I do not recall many specific memories that day on Tuesday, February 5, 2013, when we found out that Emily had died. I do not remember the weather, or what I listened to on the radio that morning on that drive to my regularly scheduled appointment. I wish I did on some level. But, I do remember sitting in the doctor's office after we had found out that Emily did not have a heartbeat, and repeatedly just saying, "This just feels like a dream. Like that I am going to wake up. But, I know that it's real."
With my mom and husband there, we just sat. And our doctor would come in and out of the room that we were in, between appointments. She was very patient with me, with us. I just could not believe what had just happened. And then I wondered, when did this happen? How did I miss it? How did I not know that my baby died inside of me? And then I would be swept back to the present moment, with our doctor asking what we would like to do. I did not want to make any decisions. I wasn't sure that I could. I did not know what was all entailed. This was my first time ever going down this road, that I did not want to be on. But I had no choice.
I remember calling out to God and Jesus in that moment when I found out that Emily died.

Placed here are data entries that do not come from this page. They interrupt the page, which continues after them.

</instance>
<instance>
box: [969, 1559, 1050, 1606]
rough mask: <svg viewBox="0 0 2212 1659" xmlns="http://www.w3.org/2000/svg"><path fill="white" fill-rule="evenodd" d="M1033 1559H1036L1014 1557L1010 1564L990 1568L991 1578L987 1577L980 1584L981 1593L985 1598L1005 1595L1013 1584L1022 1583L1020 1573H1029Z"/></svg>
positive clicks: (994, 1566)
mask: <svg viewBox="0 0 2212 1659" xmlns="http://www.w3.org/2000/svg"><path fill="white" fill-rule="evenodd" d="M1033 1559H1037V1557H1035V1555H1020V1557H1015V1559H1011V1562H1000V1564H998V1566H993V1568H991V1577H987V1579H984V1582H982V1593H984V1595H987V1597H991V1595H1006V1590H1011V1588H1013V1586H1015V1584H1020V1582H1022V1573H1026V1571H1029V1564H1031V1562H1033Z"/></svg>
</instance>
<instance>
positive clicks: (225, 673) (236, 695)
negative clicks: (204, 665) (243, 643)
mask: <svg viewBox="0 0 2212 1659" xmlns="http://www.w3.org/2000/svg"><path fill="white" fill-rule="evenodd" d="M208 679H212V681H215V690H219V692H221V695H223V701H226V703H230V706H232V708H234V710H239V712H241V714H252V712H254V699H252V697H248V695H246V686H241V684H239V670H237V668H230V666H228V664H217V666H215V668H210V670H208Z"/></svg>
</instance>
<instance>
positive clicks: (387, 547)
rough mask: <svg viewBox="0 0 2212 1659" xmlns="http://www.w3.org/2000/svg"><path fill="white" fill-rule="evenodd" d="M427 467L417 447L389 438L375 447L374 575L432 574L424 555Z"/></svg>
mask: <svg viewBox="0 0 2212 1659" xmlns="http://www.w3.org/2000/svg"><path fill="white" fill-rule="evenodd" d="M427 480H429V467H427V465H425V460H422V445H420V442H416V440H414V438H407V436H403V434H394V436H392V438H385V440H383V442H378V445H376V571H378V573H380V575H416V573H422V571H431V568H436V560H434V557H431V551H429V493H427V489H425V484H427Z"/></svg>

I was alone. And I did not want to be. I know that God was with me in that moment, and even before. I actually read the book, "Proof of Heaven," two days before we were delivered the devastating news. That was Super Bowl Sunday. Super Bowl Sunday now looks different to me, a year later. I went to bed that night, and finished the whole book from front to back, something I do not think I have ever done before. I even had to put the book down a few times when the author talked about death. After I read the book though, I thought, heaven is a wonderful place. Here, this man, whom was an atheist, before his near death experience, did not want to come back to Earth. How powerful is that. The author, Dr. Eben Alexander, said that he was filled with an incredible love there. Someday I am going to write him a letter to let him know how much he helped in those initial days of finding out that our Emily had gone onto Heaven. And there is a part of me, that believes God was preparing me. I remember talking about "Proof of Heaven" a lot in that room with my mom, husband, and doctor, in those still moments.
Almost every day leading up to delivering Emily, I went in to have an ultrasound done. Some would say denial. But, I just could not imagine taking my baby out of me, the one that I was supposed to protect and keep safe, until their due date. It just did not make sense, and I could not process it. I just wanted to be sure, that she was gone. I was also hopeful that maybe they made a mistake, although I just knew she was gone. And on Thursday, February 7th, two days after we found out, the doctor doing the ultrasound said, "Your baby now has fluid around the brain." It was hearing those words, I thought, "Yes, our baby is gone." It hurt so bad. And then from there, we had already arranged a meeting with the cemetery to talk about options. It was painful to walk out to the baby section, and pick out our baby's plot while Emily was still inside of me. (I am crying as I type this. It still is very vivid and real, even a year later.) I remember feeling a little guilty doing this, but I knew we had to, and that our days were going to be filled with a lot to do. We had never planned a funeral before, but all that knew about death and burying said that the sooner you do it, the better for your grieving. So, I said if we can do it, we will do it next week.
A year later, I still have my moments of, "Did all of that just happen? Did Emily really die?" It will be for seconds, or even a split second that these random thoughts appear in my head. I asked another bereaved mother if this ever happened to her, since the death of her baby boy. She said, "Absolutely." They lost in 2011. I don't think that thought every escapes you. That you have a baby or child that died. When you drop your child off to college, you want to check out everything around them to make sure that they are safe, and in a good place. While I know that Emily is safe and in a good place, I did not get to check it out first. Children are supposed to bury their parents, not parents burying their children. I remember hearing those words growing up, but never did I know what that really felt like. It is the worst pain a parent could or can feel. However, on the other end, I did feel a sense of peace when we laid Emily's body to rest on Friday, February 15th, a week after we had her. I knew that she was with God, and that I would see her again someday. I have learned quite a bit about life, in this fast, but very slow year. I just stopped by this morning to visit Emily, and I thanked her for all that she has taught me. I said, "But, I wish that it did not take you dying, to learn these lessons." And I gave a kiss to her body (I kiss my hand and touch her headstone or the ground where she is buried) , and then I blew a kiss to her in Heaven, her soul. I do this every time before I leave her.